Immissions and agricultural fund
In the area of neighborliness and the consequent necessary balancing of mutual rights, tensions are not infrequently encountered between neighbors, whether between private individuals or between private individuals and the public administration, regarding disturbances or alleged violations of the tolerability limits of immissions from the property of others.
On this point, Article 844 of the Civil Code textually provides that “the owner of a property may not prevent the immissions of smoke or heat, exhalations, noises, shaking and similar propagations arising from the neighbor’s property, if they do not exceed the normal tolerability, also taking into account the conditions of the places,” also specifying that “In applying this rule, the judicial authority must balance the needs of production with the reasons of property. It may take into account the priority of a particular use.”

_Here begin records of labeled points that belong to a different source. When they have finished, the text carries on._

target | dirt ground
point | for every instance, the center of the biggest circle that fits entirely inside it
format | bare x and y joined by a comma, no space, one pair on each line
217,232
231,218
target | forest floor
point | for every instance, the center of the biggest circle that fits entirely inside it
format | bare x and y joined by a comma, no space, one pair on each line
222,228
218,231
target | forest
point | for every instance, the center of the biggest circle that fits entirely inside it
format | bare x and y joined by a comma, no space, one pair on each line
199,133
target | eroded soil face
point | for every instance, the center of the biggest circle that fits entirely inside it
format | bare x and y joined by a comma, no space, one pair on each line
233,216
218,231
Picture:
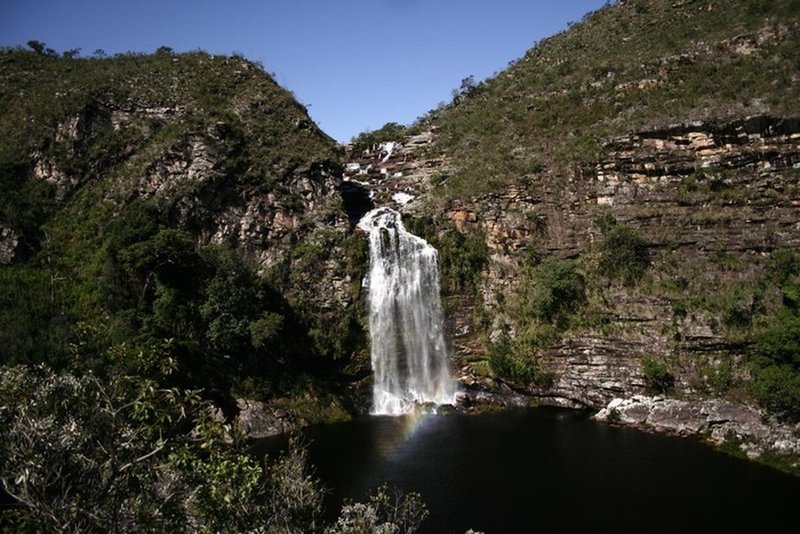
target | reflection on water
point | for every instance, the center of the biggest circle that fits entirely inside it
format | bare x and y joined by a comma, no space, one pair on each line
549,471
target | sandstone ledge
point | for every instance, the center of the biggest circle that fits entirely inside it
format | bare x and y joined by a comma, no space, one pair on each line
716,420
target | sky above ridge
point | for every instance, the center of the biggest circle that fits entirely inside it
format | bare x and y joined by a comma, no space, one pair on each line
356,64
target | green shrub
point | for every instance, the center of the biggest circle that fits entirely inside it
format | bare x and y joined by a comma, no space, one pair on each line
510,364
658,375
777,387
623,253
554,291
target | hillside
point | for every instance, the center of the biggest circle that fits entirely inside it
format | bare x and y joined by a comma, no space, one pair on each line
180,197
634,184
630,67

With reference to noise immissions, in order to verify in a general way whether the limit of normal tolerability of such immissions is exceeded, the comparison of the average level of background noise with the level of noise detected at the place affected by the immissions should be used as a general criterion. Following this approach, the level will be considered exceeded for those immissions that are three decibels higher than the background sound level (see Trib. Rome, Feb. 16, 2011, No. 3210).

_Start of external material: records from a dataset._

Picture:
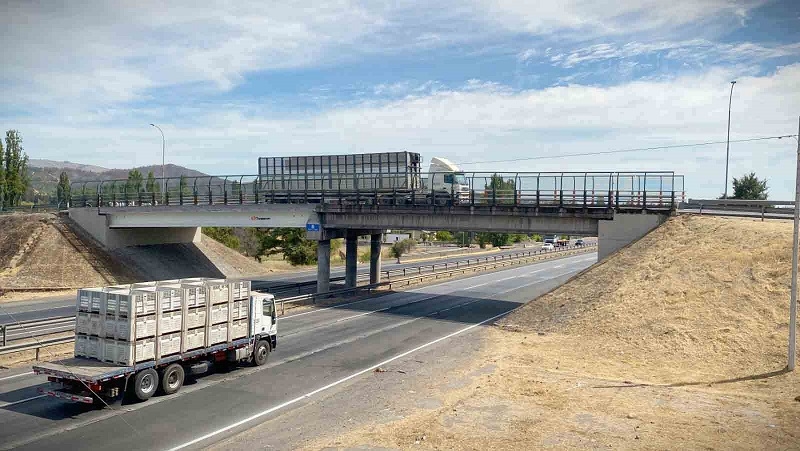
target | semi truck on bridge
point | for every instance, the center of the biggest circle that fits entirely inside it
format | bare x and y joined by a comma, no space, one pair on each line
397,176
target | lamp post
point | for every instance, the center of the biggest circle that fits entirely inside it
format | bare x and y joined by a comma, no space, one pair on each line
793,298
163,150
728,145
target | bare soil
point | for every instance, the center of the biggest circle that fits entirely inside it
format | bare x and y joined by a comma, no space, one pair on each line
57,258
678,341
15,229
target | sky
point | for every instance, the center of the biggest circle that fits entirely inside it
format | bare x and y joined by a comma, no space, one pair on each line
503,85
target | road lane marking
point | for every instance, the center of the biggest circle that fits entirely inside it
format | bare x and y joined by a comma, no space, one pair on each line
9,404
446,283
332,384
16,375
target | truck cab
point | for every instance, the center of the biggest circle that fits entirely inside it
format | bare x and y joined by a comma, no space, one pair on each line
264,317
445,177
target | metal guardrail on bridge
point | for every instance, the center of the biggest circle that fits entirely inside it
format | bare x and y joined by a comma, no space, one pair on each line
618,190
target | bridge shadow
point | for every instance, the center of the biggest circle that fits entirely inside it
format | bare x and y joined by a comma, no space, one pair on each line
464,308
168,261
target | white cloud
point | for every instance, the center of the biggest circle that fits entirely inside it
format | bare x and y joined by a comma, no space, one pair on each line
589,18
489,123
694,51
103,52
97,53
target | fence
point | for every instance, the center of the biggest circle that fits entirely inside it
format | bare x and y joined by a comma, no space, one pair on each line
403,276
621,190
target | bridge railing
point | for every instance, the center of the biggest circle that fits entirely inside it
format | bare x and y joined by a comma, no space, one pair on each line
618,190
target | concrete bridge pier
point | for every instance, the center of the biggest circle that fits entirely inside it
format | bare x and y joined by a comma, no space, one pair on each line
351,259
375,257
323,266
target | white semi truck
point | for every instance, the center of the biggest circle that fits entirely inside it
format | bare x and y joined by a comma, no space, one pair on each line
385,176
172,356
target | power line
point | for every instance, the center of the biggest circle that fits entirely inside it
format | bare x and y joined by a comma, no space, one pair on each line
638,149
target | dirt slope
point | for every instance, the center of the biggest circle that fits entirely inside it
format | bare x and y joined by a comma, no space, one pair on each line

In applying the principle of balancing production needs and property reasons, therefore, the actual and objective impact that the complained of excessive immissions have on the fund will have to be verified in concrete terms (see Cass. civ., Sec. II, Nov. 9, 2012 No. 19520).
Based on this orientation, in fact, the Supreme Court has recently had occasion to further emphasize that the protection provided by Article 844 of the Civil Code. is also valid for rustic funds, without it mattering, for the purpose of the appreciation of the tolerability of noise immissions, how the property is stacked: even a rural building can be used for residential use of those who cultivate the fund and, in any case, even if it were intended exclusively for agricultural work, the need – inescapable – for the protection of the people who on the said fund carry out the aforementioned activities would not be undermined (cf. Cass. civ, Sec. II, Aug. 8, 2016, No. 16074).
With this pronouncement, it was reiterated that, in cases in which the objections of exceeding tolerable levels had as their source the noise immissions generated by the circulation of vehicles on major road infrastructures and if it was also ascertained that the thresholds provided by the sector regulations for the respect bands of road infrastructures (D.P.R. No. 142/2004, as amended), the above would not constitute a sufficient element for the immissions to be considered unquestionably lawful, not being valid – in fact – to preclude any further assessment of tolerability under Article 844 of the Civil Code.
Therefore, it seems to be safe to say that in the light of a constitutionally oriented interpretation, the satisfaction of the interest in a normal quality of life should be deemed to prevail over the needs of production (see Cass. No. 16074/2016, Cass. No. 8474/2015, Cass. No. 939/2011, Cass. No. 1418/2006).
Having made this premise and to complement the above, a concrete example may better clarify the impact that the examination of each individual case has on the proper application of the protective legislation.
In the case chosen, a fruit and vegetable company had appealed to the Supreme Court against the order on the grounds that-according to it-the intolerable nature of the inputs had been proven, and the fruit and vegetable company’s application had been rejected because it had failed to prove that it could not carry out its poinsettia cultivation elsewhere.
The fruit and vegetable company had, in fact, sued the property of the neighboring property on which stood a Sports Club equipped with outdoor tennis courts that were artificially lit even during the evening period, complaining that the excessive prolonged lighting (far greater than the natural lighting, which should have faded to almost absent after dusk) had created serious damage to the poinsettia crops carried out in the nearby greenhouses.
The Judgment no. 19520/2012 of the Supreme Court held that light immissions from the nearby tennis courts of the club were lawful and, therefore, not detrimental to the property right of the fruit and vegetable company, taking into account precisely the nature, the concrete manner in which the production activity was carried out and the size of the building in which it was carried out.
In fact, the Company could have concretely moved the cultivation of poinsettias-which, moreover, is seasonal and carried out for only a few months of the year-to another part of the shed, taking full advantage of its facility and without appreciable limitations on cultivation.
For this reason, artificial light from tennis courts was not deemed intolerable under the rule protecting the property rights of others.
A different interpretation, moreover, would have been in conflict with the principles of solidarity and equity with respect to the social function of the Sports Club, which would have seen, if the Company’s application were granted and without prejudice to the concrete possibility of alternative management of cultivation, intrinsically and illegitimately limited the right of the members to the full use of the sports facility, with unjustified sacrifice to them. (see Cass. civ. sec. II, 09-11-2012, no. 19520).